Assim, é de concluir que as acções de responsabilidade que tenham por objecto a prática de um erro judiciário pertencem a diferentes âmbitos de jurisdição, consoante o erro seja atribuído a um tribunal da jurisdição comum ou da jurisdição administrativa e fiscal. Como tal, só estão excluídas do âmbito da jurisdição administrativa e fiscal as acções de responsabilidade por erro judiciário cometido por tribunais pertencentes a outras ordens de jurisdição, bem como as correspondentes acções de regresso (cfr. al. a) do nº 3 do citado artigo do ETAF), estando nos outros casos atribuída aos tribunais administrativos a apreciação das acções de responsabilidade civil extracontratual contra o Estado.”


É esta jurisprudência que se reitera, uma vez que, também agora, e tendo presente o disposto no artigo 13.º, n.º 1, da Lei n.º 67/2007, não está em causa a alegação de um erro judiciário, mas antes de ineficiência da actuação do Ministério Público – uma omissão de conduta legalmente devida que, na óptica do autor, veio a ocasionar danos não patrimoniais indemnizáveis em sede de responsabilidade civil extracontratual do Estado.

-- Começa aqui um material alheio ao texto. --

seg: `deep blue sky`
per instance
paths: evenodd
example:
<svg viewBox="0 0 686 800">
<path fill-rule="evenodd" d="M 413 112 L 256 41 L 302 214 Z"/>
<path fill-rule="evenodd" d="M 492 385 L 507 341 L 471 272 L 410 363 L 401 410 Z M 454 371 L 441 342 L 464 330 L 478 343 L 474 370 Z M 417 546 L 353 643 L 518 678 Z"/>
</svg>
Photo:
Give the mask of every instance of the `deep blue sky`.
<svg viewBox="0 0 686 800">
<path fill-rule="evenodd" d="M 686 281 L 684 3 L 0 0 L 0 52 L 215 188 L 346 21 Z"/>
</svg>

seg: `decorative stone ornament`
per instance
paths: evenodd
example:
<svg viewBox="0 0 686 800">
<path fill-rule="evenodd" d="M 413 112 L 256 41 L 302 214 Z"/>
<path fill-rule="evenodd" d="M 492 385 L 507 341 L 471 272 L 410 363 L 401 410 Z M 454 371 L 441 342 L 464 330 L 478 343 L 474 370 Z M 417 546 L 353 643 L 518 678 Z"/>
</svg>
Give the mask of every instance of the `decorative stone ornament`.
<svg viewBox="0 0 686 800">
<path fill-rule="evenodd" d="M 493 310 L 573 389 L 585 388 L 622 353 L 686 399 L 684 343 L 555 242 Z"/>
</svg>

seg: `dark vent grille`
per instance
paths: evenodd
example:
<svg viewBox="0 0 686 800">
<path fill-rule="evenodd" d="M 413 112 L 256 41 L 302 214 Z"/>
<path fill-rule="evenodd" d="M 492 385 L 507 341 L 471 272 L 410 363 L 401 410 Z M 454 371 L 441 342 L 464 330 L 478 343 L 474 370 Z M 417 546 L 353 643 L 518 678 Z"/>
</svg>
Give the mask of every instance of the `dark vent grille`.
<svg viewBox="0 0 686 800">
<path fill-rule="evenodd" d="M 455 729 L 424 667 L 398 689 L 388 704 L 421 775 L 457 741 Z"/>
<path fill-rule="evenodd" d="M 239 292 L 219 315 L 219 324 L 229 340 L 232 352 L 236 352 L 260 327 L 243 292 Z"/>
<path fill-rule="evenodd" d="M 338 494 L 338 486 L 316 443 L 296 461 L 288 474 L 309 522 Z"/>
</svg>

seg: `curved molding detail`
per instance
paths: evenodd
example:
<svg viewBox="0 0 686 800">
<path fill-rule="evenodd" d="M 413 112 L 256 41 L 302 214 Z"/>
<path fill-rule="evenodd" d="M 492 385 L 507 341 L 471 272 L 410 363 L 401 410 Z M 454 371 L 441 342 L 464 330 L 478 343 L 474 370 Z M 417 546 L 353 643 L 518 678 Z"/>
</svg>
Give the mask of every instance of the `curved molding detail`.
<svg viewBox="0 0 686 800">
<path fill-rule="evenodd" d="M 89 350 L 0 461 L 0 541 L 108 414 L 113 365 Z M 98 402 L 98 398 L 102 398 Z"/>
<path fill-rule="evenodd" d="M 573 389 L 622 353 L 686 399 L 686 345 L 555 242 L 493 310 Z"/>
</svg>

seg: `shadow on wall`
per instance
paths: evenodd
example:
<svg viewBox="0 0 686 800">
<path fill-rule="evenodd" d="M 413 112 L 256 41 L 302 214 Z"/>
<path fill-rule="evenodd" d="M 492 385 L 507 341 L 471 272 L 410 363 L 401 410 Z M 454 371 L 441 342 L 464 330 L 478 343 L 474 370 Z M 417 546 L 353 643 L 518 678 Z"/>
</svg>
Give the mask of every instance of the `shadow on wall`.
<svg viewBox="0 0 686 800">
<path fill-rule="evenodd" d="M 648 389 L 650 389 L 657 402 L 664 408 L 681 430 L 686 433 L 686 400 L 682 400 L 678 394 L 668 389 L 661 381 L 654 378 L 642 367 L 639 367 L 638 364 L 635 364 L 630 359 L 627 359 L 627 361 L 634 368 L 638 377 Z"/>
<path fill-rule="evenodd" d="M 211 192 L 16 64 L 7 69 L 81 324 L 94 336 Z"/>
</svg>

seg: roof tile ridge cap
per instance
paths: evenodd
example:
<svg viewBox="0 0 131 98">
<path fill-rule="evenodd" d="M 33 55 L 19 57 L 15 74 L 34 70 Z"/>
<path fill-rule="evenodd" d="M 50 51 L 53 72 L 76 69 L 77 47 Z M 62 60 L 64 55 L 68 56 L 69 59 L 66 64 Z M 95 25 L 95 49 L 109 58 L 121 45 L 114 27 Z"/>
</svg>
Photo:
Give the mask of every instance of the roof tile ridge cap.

6. Assim, conclui-se que, nos termos do artigo 4.º, n.º 1, alínea f), do Estatuto dos Tribunais Administrativos e Fiscais, compete à jurisdição administrativa e fiscal o conhecimento da presente acção; concretamente, e de acordo com o disposto no n.º 5 do artigo 14.º da Lei n.º 91/2019, com o n.º 1 do artigo 18.º do Código de Processo nos Tribunais Administrativos, com a al. a) do n.º 1 do artigo 8.º do Decreto-Lei n.º 174/2019, de 13 de Dezembro e com o artigo 1.º da Portaria n.º 121/202, de 22 de Maio, ao Juízo Administrativo Comum do Tribunal Administrativo e Fiscal do Porto.


Sem custas (art. 5.º nº 2, da Lei n.º 91/2019, de 4 de Setembro).


Lisboa, 23 de Maio de 2023. – Maria dos Prazeres Couceiro Pizarro Beleza (relatora) – Teresa Maria Sena Ferreira de Sousa.